Department of Neonatology, Division of Pediatrics, University Medical Centre Ljubljana, Ljubljana, Slovenia.
37664Faculty of Medicine, University of Ljubljana, Slovenia.
J Child Neurol. 2022 Jan;37(1):64-72. doi: 10.1177/08830738211053128. Epub 2021 Nov 24.
To find early predictors for poor neurodevelopmental outcome after neonatal group B streptococcal meningitis.
We retrospectively analyzed clinical characteristics of 23 patients with neonatal group B streptococcal meningitis and their neurodevelopmental outcome at 18 months. Available group B strains were serotyped and their genomes characterized.

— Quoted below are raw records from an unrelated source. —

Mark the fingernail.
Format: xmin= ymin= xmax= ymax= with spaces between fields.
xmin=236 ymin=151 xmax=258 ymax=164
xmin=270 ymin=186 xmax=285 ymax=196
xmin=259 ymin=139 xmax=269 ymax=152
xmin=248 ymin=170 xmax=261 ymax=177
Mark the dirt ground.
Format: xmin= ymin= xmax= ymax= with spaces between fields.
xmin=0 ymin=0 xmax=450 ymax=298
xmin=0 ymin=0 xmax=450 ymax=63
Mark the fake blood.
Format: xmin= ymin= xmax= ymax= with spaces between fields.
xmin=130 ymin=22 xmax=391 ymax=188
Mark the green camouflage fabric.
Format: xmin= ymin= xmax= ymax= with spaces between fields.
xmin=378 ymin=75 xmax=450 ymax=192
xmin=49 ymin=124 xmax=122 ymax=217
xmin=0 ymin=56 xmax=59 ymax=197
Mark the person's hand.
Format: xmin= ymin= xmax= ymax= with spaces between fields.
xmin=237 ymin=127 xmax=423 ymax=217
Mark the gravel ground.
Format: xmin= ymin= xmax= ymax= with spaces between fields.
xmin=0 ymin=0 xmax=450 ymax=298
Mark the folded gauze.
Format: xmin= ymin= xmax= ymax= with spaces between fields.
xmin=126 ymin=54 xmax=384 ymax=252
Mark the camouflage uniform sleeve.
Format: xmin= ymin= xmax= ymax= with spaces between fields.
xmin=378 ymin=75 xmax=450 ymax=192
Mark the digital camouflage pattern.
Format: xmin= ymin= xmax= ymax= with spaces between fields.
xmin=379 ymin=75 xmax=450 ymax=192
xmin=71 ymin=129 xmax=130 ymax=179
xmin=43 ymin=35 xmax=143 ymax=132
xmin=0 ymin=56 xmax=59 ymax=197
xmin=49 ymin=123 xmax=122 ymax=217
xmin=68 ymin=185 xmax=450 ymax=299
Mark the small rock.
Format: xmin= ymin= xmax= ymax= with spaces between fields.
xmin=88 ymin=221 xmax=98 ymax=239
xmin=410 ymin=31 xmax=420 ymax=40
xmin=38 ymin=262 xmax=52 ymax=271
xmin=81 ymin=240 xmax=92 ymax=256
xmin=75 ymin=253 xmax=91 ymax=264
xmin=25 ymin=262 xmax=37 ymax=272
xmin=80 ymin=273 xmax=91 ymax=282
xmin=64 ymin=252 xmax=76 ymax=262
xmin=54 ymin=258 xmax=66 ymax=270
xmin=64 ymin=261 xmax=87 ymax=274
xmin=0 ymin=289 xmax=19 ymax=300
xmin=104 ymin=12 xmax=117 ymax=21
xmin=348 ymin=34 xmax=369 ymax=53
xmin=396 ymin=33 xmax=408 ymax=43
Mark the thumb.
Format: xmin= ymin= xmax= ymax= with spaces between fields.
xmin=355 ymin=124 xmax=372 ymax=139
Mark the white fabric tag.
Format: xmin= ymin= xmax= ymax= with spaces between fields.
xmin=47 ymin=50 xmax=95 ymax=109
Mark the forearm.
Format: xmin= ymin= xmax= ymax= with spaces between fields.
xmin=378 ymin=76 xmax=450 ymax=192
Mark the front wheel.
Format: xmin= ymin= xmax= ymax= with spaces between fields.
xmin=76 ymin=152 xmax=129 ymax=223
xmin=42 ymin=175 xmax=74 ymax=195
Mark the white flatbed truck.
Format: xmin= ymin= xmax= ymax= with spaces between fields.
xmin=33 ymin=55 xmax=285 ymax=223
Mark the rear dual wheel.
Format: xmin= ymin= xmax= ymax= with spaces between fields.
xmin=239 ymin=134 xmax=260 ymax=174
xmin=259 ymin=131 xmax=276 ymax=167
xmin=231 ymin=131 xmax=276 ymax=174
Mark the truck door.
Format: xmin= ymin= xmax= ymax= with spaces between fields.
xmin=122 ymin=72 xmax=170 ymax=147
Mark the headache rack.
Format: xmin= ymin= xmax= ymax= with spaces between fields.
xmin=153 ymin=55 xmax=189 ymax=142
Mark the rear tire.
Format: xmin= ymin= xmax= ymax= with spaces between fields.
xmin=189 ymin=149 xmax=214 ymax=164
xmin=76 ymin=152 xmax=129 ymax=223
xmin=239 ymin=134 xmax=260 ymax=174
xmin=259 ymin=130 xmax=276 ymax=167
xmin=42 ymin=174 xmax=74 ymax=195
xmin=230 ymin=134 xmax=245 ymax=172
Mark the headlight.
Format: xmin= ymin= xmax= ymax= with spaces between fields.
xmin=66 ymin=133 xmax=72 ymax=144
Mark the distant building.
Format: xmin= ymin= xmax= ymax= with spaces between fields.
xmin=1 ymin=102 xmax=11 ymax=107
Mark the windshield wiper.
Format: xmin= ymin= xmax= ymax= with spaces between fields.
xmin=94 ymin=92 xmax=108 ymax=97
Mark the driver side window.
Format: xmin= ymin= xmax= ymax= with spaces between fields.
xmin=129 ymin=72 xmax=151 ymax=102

We found several differences between patients with early- (n = 5) and late-onset (n = 18) disease. Nine children had neurologic abnormalities at 18 months and 4 had epilepsy, all of them after late-onset disease. Most important risk factors for poor outcome were impaired consciousness at admission, hemodynamic instability, seizures, or abnormal electroencephalogram during the acute illness and abnormal neurologic and ophthalmologic examination at the end of treatment, whereas abnormalities in laboratory and imaging studies were not predictive. Hypervirulent serotype III, multilocus sequence type 17 group B was the predominant pathogen.
Neurodevelopmental impairment after neonatal group B streptococcal meningitis is likelier in those with clinical and neurophysiological features indicating worse disease severity.
寻找新生儿 B 组链球菌脑膜炎后神经发育不良结局的早期预测指标。
我们回顾性分析了 23 例新生儿 B 组链球菌脑膜炎患者的临床特征及其 18 个月时的神经发育结局。对可用的 B 群菌株进行血清分型,并对其基因组进行特征分析。
我们发现早发型(n=5)和晚发型(n=18)疾病患者之间存在一些差异。9 名儿童在 18 个月时有神经功能异常,其中 4 名患有癫痫,均发生在晚发型疾病之后。预后不良的最重要危险因素是入院时意识障碍、血流动力学不稳定、癫痫发作或急性疾病期间脑电图异常以及治疗结束时神经和眼科检查异常,而实验室和影像学检查异常无预测价值。高毒力血清型 III、多位点序列型 17 组 B 是主要病原体。
具有更严重疾病严重程度临床和神经生理学特征的新生儿 B 组链球菌脑膜炎后神经发育障碍更有可能发生。